The busy and / or inexperienced bus driver who won't deploy a ramp, is still all too common. Outside of London many buses don't have audible / visual announcements and bus drivers should assist disabled passengers to know which stop to get off at for example, but I have come across drivers who seem to think this is a task beyond them. (I have to say I have also come across some excellent bus drivers who have helped me tremendously.) I have even heard about bus drivers being abusive to passengers who could not count out the right bus fare or who took too long finding the right money due to learning disabilities or dexterity problems. Surely these are all breaches of most bus companies simple customer service policies let alone examples of unfair treatment of disabled passengers?
"Poor customer service can be the trigger that causes disabled people to make a formal complaint about discrimination."

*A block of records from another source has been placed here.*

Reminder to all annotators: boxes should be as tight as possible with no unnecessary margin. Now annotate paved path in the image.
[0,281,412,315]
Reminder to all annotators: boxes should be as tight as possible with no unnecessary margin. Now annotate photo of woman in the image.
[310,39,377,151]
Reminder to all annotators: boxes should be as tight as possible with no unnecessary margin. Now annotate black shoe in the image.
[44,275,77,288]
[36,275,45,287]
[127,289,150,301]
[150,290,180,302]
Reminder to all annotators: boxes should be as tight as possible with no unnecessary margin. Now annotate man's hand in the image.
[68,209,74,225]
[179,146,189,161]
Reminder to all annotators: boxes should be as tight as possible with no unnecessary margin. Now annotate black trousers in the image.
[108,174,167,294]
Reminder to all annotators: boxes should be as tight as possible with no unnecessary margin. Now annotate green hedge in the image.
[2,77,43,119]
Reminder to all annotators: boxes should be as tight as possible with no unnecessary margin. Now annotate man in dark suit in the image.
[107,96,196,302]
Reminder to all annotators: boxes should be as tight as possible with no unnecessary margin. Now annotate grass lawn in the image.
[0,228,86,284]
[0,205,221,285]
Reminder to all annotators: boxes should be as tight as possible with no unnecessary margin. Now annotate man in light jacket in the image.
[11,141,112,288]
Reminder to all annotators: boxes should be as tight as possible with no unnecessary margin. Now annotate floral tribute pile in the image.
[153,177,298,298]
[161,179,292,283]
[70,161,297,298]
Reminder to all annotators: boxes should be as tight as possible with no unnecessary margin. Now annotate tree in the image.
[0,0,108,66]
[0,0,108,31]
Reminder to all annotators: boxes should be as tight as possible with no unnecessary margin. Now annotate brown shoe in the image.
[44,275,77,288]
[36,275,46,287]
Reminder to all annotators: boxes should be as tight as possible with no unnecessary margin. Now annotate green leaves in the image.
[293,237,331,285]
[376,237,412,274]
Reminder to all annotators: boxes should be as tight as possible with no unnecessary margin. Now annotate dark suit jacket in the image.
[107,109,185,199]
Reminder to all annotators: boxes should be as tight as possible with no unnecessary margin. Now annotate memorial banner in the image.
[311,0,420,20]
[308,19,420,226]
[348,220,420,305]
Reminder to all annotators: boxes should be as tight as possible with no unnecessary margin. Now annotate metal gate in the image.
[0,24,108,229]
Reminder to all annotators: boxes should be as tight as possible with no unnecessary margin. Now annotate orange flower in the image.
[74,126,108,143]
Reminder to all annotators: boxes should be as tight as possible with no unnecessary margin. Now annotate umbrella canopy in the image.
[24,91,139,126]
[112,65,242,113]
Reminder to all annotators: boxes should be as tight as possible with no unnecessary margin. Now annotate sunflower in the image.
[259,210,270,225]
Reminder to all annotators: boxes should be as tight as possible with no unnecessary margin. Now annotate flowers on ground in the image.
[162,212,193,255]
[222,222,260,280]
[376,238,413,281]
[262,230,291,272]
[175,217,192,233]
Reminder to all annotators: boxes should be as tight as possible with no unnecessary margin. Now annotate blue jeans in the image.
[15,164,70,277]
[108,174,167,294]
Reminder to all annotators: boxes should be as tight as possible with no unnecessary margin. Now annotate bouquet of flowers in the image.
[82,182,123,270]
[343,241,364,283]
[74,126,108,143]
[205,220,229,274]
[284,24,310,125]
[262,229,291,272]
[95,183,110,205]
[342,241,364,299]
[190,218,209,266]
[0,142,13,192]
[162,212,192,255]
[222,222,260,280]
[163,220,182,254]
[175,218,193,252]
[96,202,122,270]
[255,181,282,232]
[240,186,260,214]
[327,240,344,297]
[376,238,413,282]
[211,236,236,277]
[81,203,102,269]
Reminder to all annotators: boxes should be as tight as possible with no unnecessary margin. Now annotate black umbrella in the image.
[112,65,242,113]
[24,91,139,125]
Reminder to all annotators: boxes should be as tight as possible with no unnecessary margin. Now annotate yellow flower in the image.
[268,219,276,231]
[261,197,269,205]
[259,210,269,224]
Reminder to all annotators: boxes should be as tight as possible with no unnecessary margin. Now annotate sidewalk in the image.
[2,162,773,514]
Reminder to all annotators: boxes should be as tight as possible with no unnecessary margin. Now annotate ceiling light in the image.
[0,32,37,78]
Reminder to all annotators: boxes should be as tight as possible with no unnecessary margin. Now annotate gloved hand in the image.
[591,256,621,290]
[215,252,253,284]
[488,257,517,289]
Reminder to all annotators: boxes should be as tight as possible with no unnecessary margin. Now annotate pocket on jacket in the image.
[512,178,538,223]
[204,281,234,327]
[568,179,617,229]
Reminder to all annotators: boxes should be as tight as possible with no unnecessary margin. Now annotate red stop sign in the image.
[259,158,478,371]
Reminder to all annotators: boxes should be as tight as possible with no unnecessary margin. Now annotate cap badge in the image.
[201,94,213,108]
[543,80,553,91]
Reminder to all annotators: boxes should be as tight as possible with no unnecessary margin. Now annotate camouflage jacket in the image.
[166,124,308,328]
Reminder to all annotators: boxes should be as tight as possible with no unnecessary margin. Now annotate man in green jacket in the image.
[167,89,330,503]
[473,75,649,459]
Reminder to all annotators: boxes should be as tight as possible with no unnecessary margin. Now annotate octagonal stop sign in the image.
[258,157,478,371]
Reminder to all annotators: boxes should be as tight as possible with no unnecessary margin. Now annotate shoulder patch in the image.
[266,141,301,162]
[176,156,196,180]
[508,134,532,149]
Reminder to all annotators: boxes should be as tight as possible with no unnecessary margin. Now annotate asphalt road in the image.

When I worked for the Disability Rights Commission I had to carry out an audit of all the phone calls we had received relating to complaints about transport and other services over a 2 year period. One of the striking things I found was that in 99% of complaints there was a bad customer service element to the unfair treatment reported. I remember one person explained to me that she was used to having problems accessing services, whether it was shops on the high street or trains and buses. It was only when she experienced really bad customer service on top of the usual access problems that she felt she had to complain. As she put it: "I'd spend my whole day complaining to you if I complained about every time I can't access a service or a bus! Generally shop, station staff, bus drivers etc are very apologetic and try to be helpful. But when you come across someone who is totally ignorant to the problems you're facing, or who is rude and totally unhelpful that's when you have to complain!"
Disability awareness training of course isn't going to turn every grumpy bus driver into the worlds most helpful but what it will do is give confidence to those drivers who are inexperienced or nervous about working with disabled people. So often simple misunderstandings arise because a driver is nervous about what is the right thing to say in a situation. Disability Awareness training when delivered properly will also make drivers aware of their responsibility and those grumpy types will at least see being fair to disabled people as part of their duties as a bus driver not an added optional extra.
Disabled people were very pleased that bus and coach drivers were going to receive disability awareness training, as not only should it improve the service they experience when using buses and coaches but it also sent a message to bus and coach companies that disabled passengers needed to be considered from the start of a bus drivers career and not just when he or she came across a disabled person trying to get on their bus. The government's veto on this regulation sends the opposite message to disabled people and transport companies saying that disabled people don't really matter, that the level of service they receive now is fine. Something which clearly is not true.
Review in one year?
I am curious to how Norman Baker intends to monitor and review this decision after a year? How will he measure success? I may try and find this out and of course will let you all know what I find out.